Ewen Macdonald had problems with his brother-in-law Scott Guy but he would not inflict an unsolved murder on his wife and children, his lawyer says.

The defence in Macdonald's murder trial began its closing address today, after a four-hour Crown closing address and more than three weeks of evidence in the High Court at Wellington.

Macdonald, 32, has denied murdering Mr Guy, 31, after growing tensions over the family farm they co-managed.

Mr Guy was shot dead in the driveway of his Feilding property as he left to do the milking in the pre-dawn darkness of July 8, 2010.


Macdonald's wife Anna, Mr Guy's sister, sat in the court's public gallery today beside her father and mother, Bryan and Jo Guy, and older sister Nikki.

On the opposite side of the public gallery, Macdonald's father Kerry sat behind the dock.

In his closing address, defence lawyer Greg King said the case was not about allegations, but about evidence.

The Crown alleges Mr Guy was shot dead about 4.43am, but Mr King said four nearby residents had given "cold, hard evidence" they heard bangs or were woken about 5am.

The only contrary evidence was the "convoluted" testimony of Derek Sharp, who said high-tension power lines nearby had made his alarm clock 15 minutes fast - which a defence expert witness later said was impossible.

Macdonald was seen on the family farm about 5am so he could not have killed Mr Guy then, Mr King said.

The only witness who was awake at the time of the shots, Bonnie Fredriksson, heard three bangs in quick succession, while flatmate Mr Sharp was woken by the first bang and heard two more.

Mr King said if there were three shots, the murder weapon could not be the farm's double-barrel shotgun, which Macdonald allegedly used.

An expert firearms witness yesterday said it would take seven seconds to reload the gun after firing two shots.

Mr King said the Crown had ignored car tyre marks at the scene and the sighting of a mystery sedan on Aorangi Rd.

Doubts were also raised by other aspects of the police inquiry, including the theft of shotguns in the area, a string of local burglaries, and a man who smelled of alcohol and cigarettes who came looking for Mr Guy at his old home days before his death.

Mr King said all of those aspects raised enough doubt without even getting into the dynamics within the Guy family.

There was no doubt Macdonald and Mr Guy had problems in the past, but it was Mr Guy who had caused the animosity when the Macdonalds moved into the family home on the farm.

Mr King said his client had admitted the "dreadful, shameless, shameful" acts of vandalism and arson against Mr Guy's property.

But the acts were directed at property, not people, which made "a world of difference".

Mr King questioned why Macdonald would murder Mr Guy, knowing that his accomplice in his earlier crimes, Callum Boe, could link him to them.

He also asked why he would commit "blatant murder" instead of making it look like a farming accident.

"Why not push him under a tractor, under a wheel."

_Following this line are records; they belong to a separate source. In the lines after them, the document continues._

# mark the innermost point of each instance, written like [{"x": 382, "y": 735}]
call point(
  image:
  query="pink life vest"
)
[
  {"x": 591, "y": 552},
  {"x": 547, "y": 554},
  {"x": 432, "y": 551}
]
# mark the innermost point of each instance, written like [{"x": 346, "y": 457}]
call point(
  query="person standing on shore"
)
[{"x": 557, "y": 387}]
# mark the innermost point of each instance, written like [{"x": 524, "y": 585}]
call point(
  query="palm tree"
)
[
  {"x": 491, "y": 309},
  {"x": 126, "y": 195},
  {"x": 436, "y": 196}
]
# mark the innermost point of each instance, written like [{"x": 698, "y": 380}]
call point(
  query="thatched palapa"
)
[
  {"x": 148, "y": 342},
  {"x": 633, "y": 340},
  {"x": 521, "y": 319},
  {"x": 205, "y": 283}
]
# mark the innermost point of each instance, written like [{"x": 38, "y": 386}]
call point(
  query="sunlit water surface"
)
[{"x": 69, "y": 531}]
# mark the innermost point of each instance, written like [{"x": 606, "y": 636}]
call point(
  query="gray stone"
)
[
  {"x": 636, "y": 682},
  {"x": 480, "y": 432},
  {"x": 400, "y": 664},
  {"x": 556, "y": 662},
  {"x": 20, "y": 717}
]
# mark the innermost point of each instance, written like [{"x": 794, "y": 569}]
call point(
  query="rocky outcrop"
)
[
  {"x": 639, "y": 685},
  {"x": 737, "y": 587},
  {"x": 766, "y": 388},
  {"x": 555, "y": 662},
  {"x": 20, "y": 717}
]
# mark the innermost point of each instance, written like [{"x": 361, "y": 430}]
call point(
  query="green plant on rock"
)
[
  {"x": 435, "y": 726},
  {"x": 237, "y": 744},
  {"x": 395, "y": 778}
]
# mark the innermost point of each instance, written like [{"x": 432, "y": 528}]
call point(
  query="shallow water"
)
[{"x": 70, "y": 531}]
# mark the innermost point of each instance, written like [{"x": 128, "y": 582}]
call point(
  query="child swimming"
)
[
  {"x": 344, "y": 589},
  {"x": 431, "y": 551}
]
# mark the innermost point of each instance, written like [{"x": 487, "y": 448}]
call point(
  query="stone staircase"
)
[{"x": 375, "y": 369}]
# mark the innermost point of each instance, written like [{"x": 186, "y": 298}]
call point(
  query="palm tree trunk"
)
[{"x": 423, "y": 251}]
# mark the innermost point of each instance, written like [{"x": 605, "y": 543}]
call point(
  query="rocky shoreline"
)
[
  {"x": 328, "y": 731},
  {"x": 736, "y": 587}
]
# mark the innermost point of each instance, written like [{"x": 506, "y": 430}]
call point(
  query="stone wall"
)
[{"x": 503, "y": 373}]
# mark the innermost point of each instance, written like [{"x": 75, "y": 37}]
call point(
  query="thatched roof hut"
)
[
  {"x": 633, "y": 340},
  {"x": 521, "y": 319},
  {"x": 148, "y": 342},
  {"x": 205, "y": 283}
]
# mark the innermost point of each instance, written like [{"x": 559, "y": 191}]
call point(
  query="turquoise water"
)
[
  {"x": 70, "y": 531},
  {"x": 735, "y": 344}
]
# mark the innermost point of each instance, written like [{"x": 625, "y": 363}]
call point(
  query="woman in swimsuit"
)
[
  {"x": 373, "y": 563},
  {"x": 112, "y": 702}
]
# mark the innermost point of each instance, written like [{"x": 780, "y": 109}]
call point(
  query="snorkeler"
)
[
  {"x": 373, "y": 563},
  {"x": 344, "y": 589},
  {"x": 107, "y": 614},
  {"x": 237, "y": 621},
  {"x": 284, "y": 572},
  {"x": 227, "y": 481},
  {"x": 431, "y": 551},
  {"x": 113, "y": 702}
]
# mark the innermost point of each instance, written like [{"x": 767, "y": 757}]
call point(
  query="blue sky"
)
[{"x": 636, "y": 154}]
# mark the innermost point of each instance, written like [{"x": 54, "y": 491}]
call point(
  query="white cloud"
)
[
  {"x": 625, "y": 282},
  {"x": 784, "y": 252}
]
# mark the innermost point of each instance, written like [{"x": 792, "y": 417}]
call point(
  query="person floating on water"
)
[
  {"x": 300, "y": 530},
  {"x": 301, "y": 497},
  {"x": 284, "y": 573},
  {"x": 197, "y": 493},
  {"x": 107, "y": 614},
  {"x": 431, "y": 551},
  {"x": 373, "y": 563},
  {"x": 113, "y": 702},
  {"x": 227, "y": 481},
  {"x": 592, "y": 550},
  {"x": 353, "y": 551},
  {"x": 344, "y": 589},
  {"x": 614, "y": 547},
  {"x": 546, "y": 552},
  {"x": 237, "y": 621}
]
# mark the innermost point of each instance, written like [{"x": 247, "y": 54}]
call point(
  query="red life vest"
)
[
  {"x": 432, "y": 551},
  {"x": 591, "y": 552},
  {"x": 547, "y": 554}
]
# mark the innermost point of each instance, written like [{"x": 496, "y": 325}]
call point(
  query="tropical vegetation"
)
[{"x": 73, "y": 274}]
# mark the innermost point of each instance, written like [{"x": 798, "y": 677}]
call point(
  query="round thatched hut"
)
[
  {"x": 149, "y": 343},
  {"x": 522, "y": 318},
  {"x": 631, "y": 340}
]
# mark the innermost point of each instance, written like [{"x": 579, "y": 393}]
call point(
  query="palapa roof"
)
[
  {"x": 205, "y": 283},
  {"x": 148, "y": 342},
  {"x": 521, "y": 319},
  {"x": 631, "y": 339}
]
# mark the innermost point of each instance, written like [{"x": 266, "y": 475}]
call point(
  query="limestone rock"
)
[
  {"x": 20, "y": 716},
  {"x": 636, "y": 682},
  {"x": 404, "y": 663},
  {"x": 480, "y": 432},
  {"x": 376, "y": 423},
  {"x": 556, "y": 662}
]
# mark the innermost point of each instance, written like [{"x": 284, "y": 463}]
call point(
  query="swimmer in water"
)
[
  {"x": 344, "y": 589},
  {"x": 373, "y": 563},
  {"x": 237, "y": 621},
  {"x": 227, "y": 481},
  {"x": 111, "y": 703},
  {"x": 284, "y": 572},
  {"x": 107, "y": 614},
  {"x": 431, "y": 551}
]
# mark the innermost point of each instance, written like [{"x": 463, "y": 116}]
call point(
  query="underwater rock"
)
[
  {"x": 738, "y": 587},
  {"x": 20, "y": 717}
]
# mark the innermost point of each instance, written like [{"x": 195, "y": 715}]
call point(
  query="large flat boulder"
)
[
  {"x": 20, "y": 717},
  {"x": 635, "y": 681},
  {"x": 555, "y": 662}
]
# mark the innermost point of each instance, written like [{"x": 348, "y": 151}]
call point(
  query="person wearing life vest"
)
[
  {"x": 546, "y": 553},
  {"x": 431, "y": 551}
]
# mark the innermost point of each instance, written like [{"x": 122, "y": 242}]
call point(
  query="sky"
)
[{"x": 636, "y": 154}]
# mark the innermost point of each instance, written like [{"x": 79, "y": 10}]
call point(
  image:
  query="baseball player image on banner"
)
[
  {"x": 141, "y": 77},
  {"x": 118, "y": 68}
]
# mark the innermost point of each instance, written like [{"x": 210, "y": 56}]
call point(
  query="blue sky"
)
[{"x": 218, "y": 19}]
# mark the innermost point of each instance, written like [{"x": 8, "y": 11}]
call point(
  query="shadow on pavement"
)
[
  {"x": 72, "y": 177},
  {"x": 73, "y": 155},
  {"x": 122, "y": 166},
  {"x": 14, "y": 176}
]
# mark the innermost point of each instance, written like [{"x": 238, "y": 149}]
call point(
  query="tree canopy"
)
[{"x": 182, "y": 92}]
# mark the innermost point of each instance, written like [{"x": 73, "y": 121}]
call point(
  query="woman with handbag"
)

And Mr King questioned why Macdonald would "inflict an unsolved murder" on his wife, his four children, his two nephews and his in-laws.

"You wouldn't do it to your wife and kids."

In his closing address, Crown prosecutor Ben Vanderkolk told the jury Mr Guy's murder was planned and "intensely personal".

Macdonald had repeatedly voiced concerns about unfairness or inequality on the farm, and felt threatened when Mr Guy announced he wanted to inherit the family farm.

The issues on the farm had been sorted out, but were still alive in Macdonald's mind and never went away, he said.

When new and wild ideas for the farm were discussed days before Mr Guy's death, Macdonald "gets it into his head" to commit murder.

Mr Guy's murder came after what the Crown alleges was a series of "failed, intensifying efforts" to intimidate Scott and Kylee Guy off the farm.

Macdonald put "poisonous letters" in their mailbox, burned down an old farm house on their property and vandalised a new house being built there.

The attacks were personal and stemmed from a "deeply embedded bitterness".

Mr Vanderkolk said there were no witnesses to the murder, but the Crown did not have to prove every circumstance or coincidence in the case beyond reasonable doubt.

Strands of facts in combination could prove guilt, and the jury should not be "scared or frightened" of finding Macdonald guilty.

Mr Vanderkolk said there were coincidences in the case that could not be explained away.

Macdonald knew the timing of the farm's morning routine and knew when to close the gates to Mr Guy's driveway to trap him.

Mr Guy got out of his ute, opened the gates and was gunned down by his killer. All Macdonald had to do to get away with the murder was return to the farm undetected and make it appear he had just got up to do the milking, Mr Vanderkolk said.

Once he was back to the farm everything he did was "safe, normal or explicable" as part of the normal farm routine.

But Mr Vanderkolk said there were telling signs.

Macdonald had used the words "his face" - even though he had not been close enough to see Mr Guy's face from the police cordon - and twice said Mr Guy had been shot before police knew how he had died.

"He knew because he was the gunman. He knew because he had taken those two shots."

Mr King will finish his closing address before Justice Simon France and a jury of 11 tomorrow.